2. Spikes closely aggregated into a dense, oblong-cylindric to ovate head; scales shorter than perigynia; bracts under the lowermost spikes inconspicuous, short ......................................... C. hoodii Boott
2. The lower spikes separated from the small terminal head; scales about the same length as perigynia or longer; bracts of the lowermost spikes conspicuous, several times longer than the corresponding spikes ..................................... C. tumulicola Mack.

Reference:

Douglas, G.W., F. Lomer, & H. Roemer. 1998.

New and rediscovered native vascular plant species in British Columbia. Canad. Field-Naturalist 112: 276-279.

NEW EDITION OF "NORTH AMERICAN TERRESTRIAL VEGETATION"

Barbour, M.G. & Billings, W.D. [eds.] 2000.

North American terrestrial vegetation. Cambridge University Press, Cambridge. ix + 708 p. ISBN 0-521-55027-0 [hard cover] - Price: US$120.00, ISBN 0-521-55986-3 [soft cover] - Price: US$49.95.

Available from:

Cambridge University Press
The Edinburgh Bldg., Cambridge CB2 2RU, United Kingdom
http://www.cup.cam.ac.uk/
40 West 20th Street, New York, NY 10011-4211, USA
http://www.cup.org/

Although the dimensions of editions 1 (1988) and 2 are nearly identical, edition 2 is much longer (434 vs. 708 pages). Revision is thorough, with five new chapters (see the *-marked entries in the Contents). The 13 chapters from edition 1 have "new tables, illustrations, chapter sections, and references," whereas all 18 chapters now have "information on habitat loss and the restoration and preservation programs that are mitigating these losses." A definite downside in the new edition, which is particularly inexcusable in that the price rose to $120.00 from $49.00 in 1988, is the heavier inking of many diagrams and especially the muddy reproductions of the photos carried over from edition 1. Nevertheless, this is an outstanding and landmark book that belongs on the shelf of everyone teaching even a regional course on community ecology. This work is a fine memorial to W.D. Billings (1910-1997).

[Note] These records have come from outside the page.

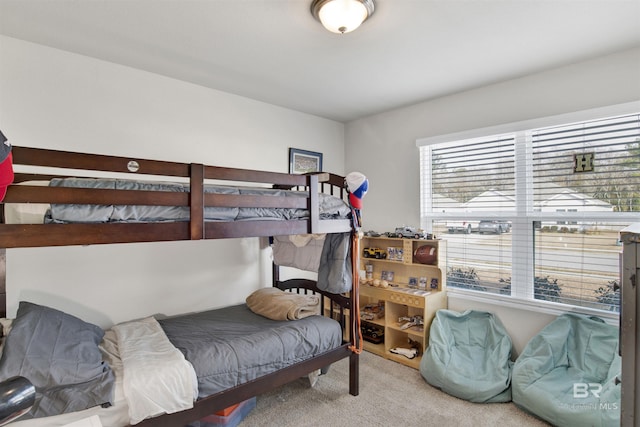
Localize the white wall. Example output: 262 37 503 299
0 36 344 327
345 48 640 352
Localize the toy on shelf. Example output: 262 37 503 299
360 322 384 344
398 316 424 329
362 248 387 259
360 301 384 320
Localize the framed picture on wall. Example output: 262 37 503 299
289 148 322 173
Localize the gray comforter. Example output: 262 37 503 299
159 304 342 398
45 178 350 223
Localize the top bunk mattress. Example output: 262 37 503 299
5 178 350 224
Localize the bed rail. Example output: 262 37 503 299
0 146 351 248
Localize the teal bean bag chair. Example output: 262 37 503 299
420 310 512 403
512 314 621 427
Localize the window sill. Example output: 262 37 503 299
447 287 620 326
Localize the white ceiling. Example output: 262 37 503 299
0 0 640 122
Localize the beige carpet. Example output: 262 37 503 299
240 352 548 427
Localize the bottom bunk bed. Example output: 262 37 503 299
0 270 359 427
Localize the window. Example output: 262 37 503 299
420 108 640 311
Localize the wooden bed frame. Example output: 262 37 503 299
0 146 360 426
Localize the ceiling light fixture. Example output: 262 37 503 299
311 0 375 34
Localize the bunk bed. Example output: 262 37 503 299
0 146 362 426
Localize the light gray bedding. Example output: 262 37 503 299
0 301 115 418
45 178 350 223
159 304 342 398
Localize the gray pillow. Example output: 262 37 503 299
0 301 115 418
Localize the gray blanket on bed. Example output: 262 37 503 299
45 178 350 223
159 304 342 398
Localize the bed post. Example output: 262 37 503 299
0 248 7 317
189 163 205 240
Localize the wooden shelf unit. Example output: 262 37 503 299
360 237 447 369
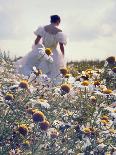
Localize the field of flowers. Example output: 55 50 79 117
0 56 116 155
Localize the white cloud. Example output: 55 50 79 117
0 0 116 59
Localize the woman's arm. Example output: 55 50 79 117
35 35 41 45
59 43 64 56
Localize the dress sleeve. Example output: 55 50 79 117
57 32 67 45
34 26 44 37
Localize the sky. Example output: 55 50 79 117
0 0 116 61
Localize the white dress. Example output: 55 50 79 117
16 27 66 78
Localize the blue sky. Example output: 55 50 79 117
0 0 116 60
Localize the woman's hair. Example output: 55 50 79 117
50 15 61 23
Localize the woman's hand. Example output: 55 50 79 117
35 35 41 45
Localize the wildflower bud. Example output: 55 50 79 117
81 81 89 86
23 140 30 149
18 124 28 136
65 74 71 78
61 84 70 93
112 67 116 73
60 68 68 76
40 121 50 131
103 88 112 94
27 108 38 115
50 129 59 139
33 111 45 122
93 81 100 86
90 96 96 103
34 69 42 76
83 128 91 134
45 48 52 56
106 56 115 64
5 93 14 101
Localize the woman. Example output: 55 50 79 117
16 15 66 78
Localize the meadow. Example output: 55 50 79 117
0 51 116 155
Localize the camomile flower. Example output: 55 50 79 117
37 98 50 109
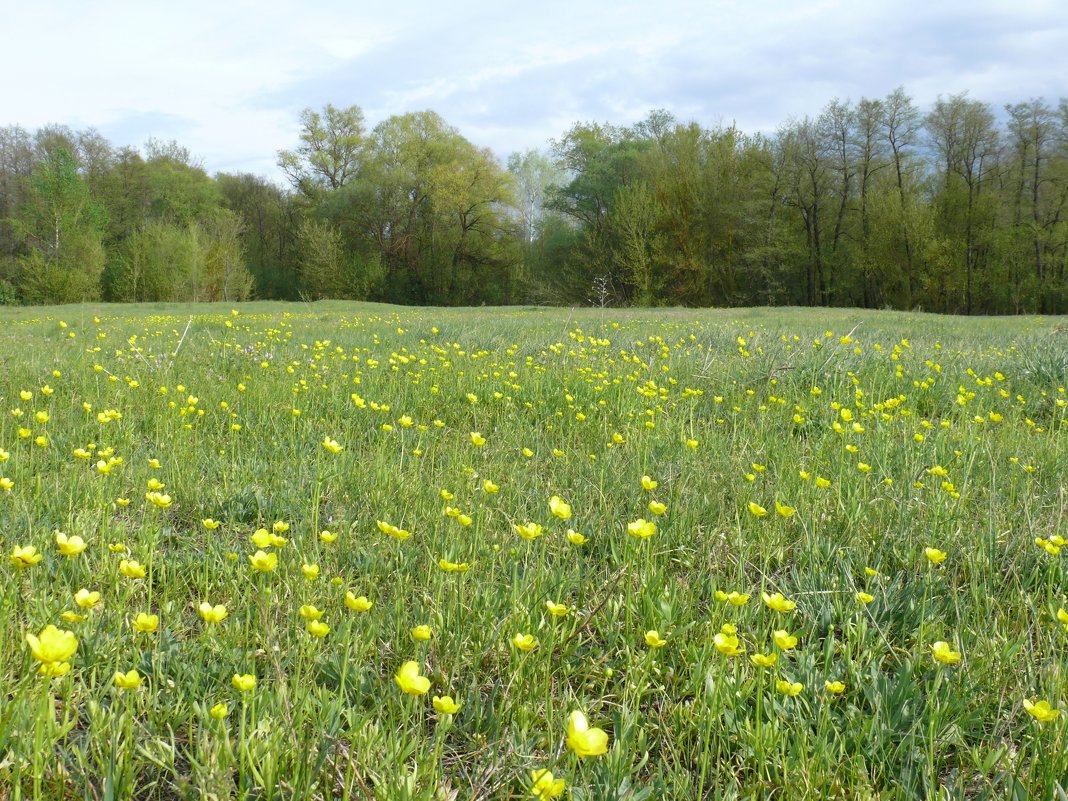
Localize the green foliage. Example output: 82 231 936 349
0 303 1068 801
297 220 383 300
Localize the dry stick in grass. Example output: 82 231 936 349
171 317 193 367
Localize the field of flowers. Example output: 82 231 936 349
0 303 1068 801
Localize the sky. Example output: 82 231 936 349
0 0 1068 179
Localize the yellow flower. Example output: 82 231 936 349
924 547 946 565
198 601 230 623
531 768 567 801
775 501 797 517
119 559 146 579
345 591 375 612
549 496 571 520
249 551 278 572
393 661 430 695
712 631 744 657
627 517 657 539
775 678 804 697
130 612 159 634
545 600 571 617
931 640 960 664
250 529 271 548
438 559 471 572
567 709 608 757
56 531 85 559
431 695 460 714
760 593 798 612
411 623 434 643
74 587 100 609
1023 698 1061 723
645 629 668 648
771 629 798 650
113 668 144 690
567 529 587 545
512 522 544 539
512 634 537 653
26 624 78 664
37 662 70 678
11 545 44 570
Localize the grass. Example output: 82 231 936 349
0 302 1068 801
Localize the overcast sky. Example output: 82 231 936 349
0 0 1068 177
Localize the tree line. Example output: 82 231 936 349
0 89 1068 314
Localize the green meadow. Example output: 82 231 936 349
0 302 1068 801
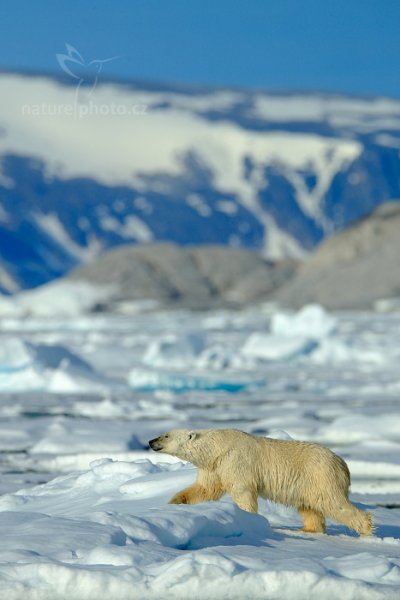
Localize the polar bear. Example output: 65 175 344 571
149 429 373 535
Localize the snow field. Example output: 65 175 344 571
0 306 400 600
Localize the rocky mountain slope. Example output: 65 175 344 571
65 243 297 311
0 73 400 292
273 202 400 309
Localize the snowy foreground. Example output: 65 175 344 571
0 307 400 600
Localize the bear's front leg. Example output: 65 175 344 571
169 471 224 504
169 483 214 504
229 487 258 512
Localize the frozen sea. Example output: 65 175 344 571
0 306 400 600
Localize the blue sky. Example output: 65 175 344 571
0 0 400 97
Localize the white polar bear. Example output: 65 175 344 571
149 429 373 535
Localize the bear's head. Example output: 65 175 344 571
149 429 206 465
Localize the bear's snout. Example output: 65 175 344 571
149 438 163 452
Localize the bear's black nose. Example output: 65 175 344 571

Contents (new chapters marked with *): L.C. Bliss on arctic tundra & polar desert biome; D.L. Elliott-Fisk on taiga, boreal forest; R.K. Peet on forests & meadows Rocky Mts.; J.F. Franklin & C.B. Halpern on Pacific Northwest forests; Barbour & R.A. Minnich on California upland forest & woodlands; K.E. Keeley on chaparral; N.E. West & J.A. Young on intermountain valleys & lower montane slopes; J.A. MacMahon on warm deserts; P.L. Sims & P.G. Risser on grasslands; H.R. Delcourt & P.A. Delcourt on eastern deciduous forests; N.L. Christensen on vegetation of south-east Coastal Plain; * C.J. Richardson on freshwater wetlands; * I.A. Mendelssohn & K.L. McKee on salt marshes & magroves; W.D. Billings on alpine vegetation; * A. Velazquez et al. on Mexican temperate vegetation; * A.E. Lugo et al. on the Caribbean; G.S. Hartshorn on tropical & subtropical vegetation of Mesoamerica; * L.L. Loope on vegetation of Hawaiian Islands; Indices.